With functional magnetic resonance (fMRI) images, we firstly divided brain into 360 regions of interest (ROIs) (consistent with the partition template from HCP) to calculate functional connectivity, then averaged activation value of ROIs to constitute the signal on graph. Afterwards, wavelet transform processing method for graph signal was used to obtain multi-scale information of brain. Subsequently, we fused multi-scale information so as to generate multi-scale features for further brain states decoding. The GSWM processing framework is shown in Fig. 1.

Fig. 1.
figure 1

Features constructed by Graph wavelet Multi-Scale (GSWM) framework. (a) Graph signal constituted two parts: the signal made up by the value of vertex on graph, and the latent graph (functional connectivity here); (b) Wavelet matrix obtained by graph signal wavelet, each row contains 360 vertex (ROI) and each column contains 20 scales; (c) Feature construction: finding key points and calculating gradients around the key points; (d) Constructing Multi-scale features in each datasets.

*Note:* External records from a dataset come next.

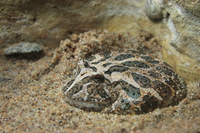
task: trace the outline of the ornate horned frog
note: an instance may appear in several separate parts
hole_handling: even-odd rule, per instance
[[[112,52],[80,60],[77,75],[63,87],[75,107],[117,114],[141,114],[176,105],[186,84],[165,62],[138,53]]]

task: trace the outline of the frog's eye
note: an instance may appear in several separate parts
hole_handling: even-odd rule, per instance
[[[95,82],[104,82],[105,78],[103,75],[97,74],[91,77]]]
[[[83,61],[83,65],[86,67],[86,68],[89,68],[90,66],[89,66],[89,64],[88,64],[88,62],[87,61]]]

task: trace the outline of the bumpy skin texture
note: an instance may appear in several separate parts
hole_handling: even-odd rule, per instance
[[[117,114],[141,114],[176,105],[186,84],[165,62],[150,55],[112,52],[78,63],[77,75],[63,87],[75,107]]]

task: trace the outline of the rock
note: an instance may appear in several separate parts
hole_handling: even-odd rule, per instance
[[[147,0],[145,4],[146,15],[154,21],[163,18],[163,0]]]
[[[22,42],[14,44],[4,51],[5,56],[24,56],[30,57],[32,55],[40,55],[43,52],[43,49],[37,43],[29,43],[29,42]]]

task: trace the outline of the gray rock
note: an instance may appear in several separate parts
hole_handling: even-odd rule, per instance
[[[4,55],[40,53],[43,49],[37,43],[23,42],[8,47]]]

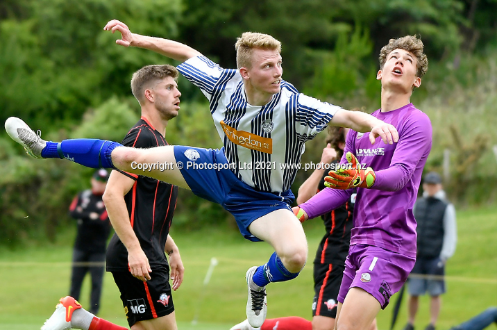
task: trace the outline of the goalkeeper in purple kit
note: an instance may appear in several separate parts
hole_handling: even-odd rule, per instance
[[[428,69],[423,51],[421,40],[407,35],[390,40],[380,53],[381,108],[372,115],[394,125],[398,141],[371,145],[351,131],[344,166],[325,178],[329,188],[294,208],[304,221],[337,208],[357,188],[335,329],[368,329],[416,261],[412,207],[432,143],[429,118],[410,101]]]

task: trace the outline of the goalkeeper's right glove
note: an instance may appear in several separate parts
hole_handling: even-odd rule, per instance
[[[298,219],[298,221],[300,221],[301,223],[303,223],[304,221],[308,220],[308,214],[305,213],[303,208],[301,208],[298,206],[295,206],[292,208],[292,211],[294,211],[294,214],[296,217],[297,217],[297,219]]]

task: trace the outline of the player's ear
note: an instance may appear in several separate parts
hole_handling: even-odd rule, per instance
[[[240,76],[242,76],[242,78],[244,79],[248,79],[248,70],[247,70],[246,67],[240,67],[239,69],[240,72]]]
[[[414,80],[414,83],[413,85],[416,88],[418,88],[421,85],[421,79],[419,77],[416,77],[416,80]]]
[[[153,93],[152,93],[152,90],[145,90],[143,94],[145,95],[145,99],[151,102],[153,102]]]

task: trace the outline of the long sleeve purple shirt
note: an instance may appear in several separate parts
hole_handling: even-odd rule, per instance
[[[350,131],[345,154],[351,151],[359,163],[371,167],[376,180],[369,189],[358,188],[354,208],[351,245],[364,244],[416,257],[416,220],[412,207],[423,168],[432,145],[432,126],[428,117],[412,104],[372,115],[397,129],[399,138],[385,145],[378,138],[374,145],[369,133]],[[312,218],[330,212],[344,203],[351,190],[326,188],[300,207]]]

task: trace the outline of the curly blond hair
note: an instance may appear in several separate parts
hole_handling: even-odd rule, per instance
[[[423,51],[424,45],[421,39],[416,35],[405,35],[398,39],[390,39],[388,44],[383,46],[380,51],[380,69],[383,69],[387,56],[395,49],[403,49],[412,53],[417,59],[416,76],[422,78],[428,69],[428,59]]]
[[[246,67],[250,69],[252,66],[252,49],[277,50],[281,53],[281,42],[269,35],[258,33],[256,32],[244,32],[237,39],[235,49],[237,51],[237,67]]]

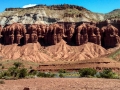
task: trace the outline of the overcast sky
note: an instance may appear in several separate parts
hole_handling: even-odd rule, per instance
[[[0,0],[0,12],[3,12],[5,8],[25,8],[38,4],[73,4],[98,13],[120,9],[120,0]]]

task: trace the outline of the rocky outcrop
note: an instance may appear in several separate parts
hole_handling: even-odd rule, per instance
[[[1,27],[0,30],[1,43],[4,45],[18,44],[24,45],[27,43],[40,42],[41,45],[56,45],[62,39],[68,44],[77,46],[92,42],[102,45],[105,48],[115,47],[120,43],[119,31],[111,24],[106,24],[101,28],[95,23],[83,24],[66,24],[54,23],[45,24],[30,24],[23,25],[13,23]]]
[[[99,21],[104,14],[93,13],[84,7],[76,5],[37,5],[29,8],[6,8],[0,14],[2,26],[12,23],[22,24],[48,24],[54,22],[81,22]]]

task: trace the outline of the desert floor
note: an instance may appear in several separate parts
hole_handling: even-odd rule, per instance
[[[0,90],[120,90],[119,79],[35,78],[5,80]],[[26,89],[27,90],[27,89]]]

2.1 Data Description and Image Processing

We used fMRI data released by Human Connectome Project (HCP) (http://humanconnectomeproject.org) as our testbed. In which, 100 subjects, who have been scanned all tasks’ fMRI completely, were collected randomly for training and testing classifiers in our study. All subjects had normal or corrected-to-normal vision and no neurological and psychiatric history. Six different task fMRI data were collected for each subject, including working memory, gambling, language, social cognition, relational processing and emotion processing, and each task included several stimulation conditions.

The data were preprocessed with the HCP fMRI Surface pipeline and the beta map for each condition was produced and mapped to the standard CIFTI gray ordinates space. Given the fMRI images, various contrast maps with corresponding brain states for subsequent classification were defined. We compared each task condition with a baseline condition, and acquired contrast maps corresponded to the task condition. 14 kinds of cognitive stimuli constructed dataset 1. In addition, we constructed dataset 2 by picking up four stimuli types of working memory task (for the detailed tasks information please see supplementary Table 1).

Table 1. Decoding performance (classification accuracy) of three kinds of features

2.2 Multi-scale Graph Wavelet Transform

Graph Signal Constructing:

Graph signal consists of two components, one is underlying graph structure (here it indicates the functional connectivity, which has been sparsed by setting value of edge on graph to 1 when the significance bigger than threshold), the other is signal composed by the values of each vertex (here it is the activation pattern of ROIs), and Graph Laplacian matrix was a bridge to fuse them by generating transform basis for further graph wavelet transform. Graph Laplacian matrix could be written as:

$$ L = D - W $$
(1)

where \( D \in {\mathbf{\mathcal{R}}}_{ + }^{n \times n} \) is the degree matrix, which sums the weights that connects to a certain ROI (vertex), \( \varvec{W \in R}^{{\varvec{n \times n}}} \) represents functional connectivity matrix, \( n \) is the number of ROIs, which is equal to the vertex number of graph.

After decomposing the Graph Laplacian matrix into eigenvector and eigenvalues, we obtain a symmetry matrix from functional connectivity so that it has a complete set of orthonormal eigenvectors. Eigenvector and eigenvalues could be written as follows:

$$ Lu_{l} = \lambda_{l} u_{l} $$
(2)

Hence the \( \varvec{ u}_{\varvec{l}} \) can be viewed as the graph spectral components, and the eigenvalues \( \varvec{\lambda}_{\varvec{l}} \) are graph frequencies, the \( u_{l} \) is the eigenvector corresponding to \( \varvec{\lambda}_{\varvec{l}} \). The larger the eigenvalue is, the larger the fluctuation of the eigenvector is. Due to the graph structure is obtained according to the functional connectivity, the decomposition of Laplace matrix is equivalent to decomposing the graph structure into several basic connection states from small to large fluctuations.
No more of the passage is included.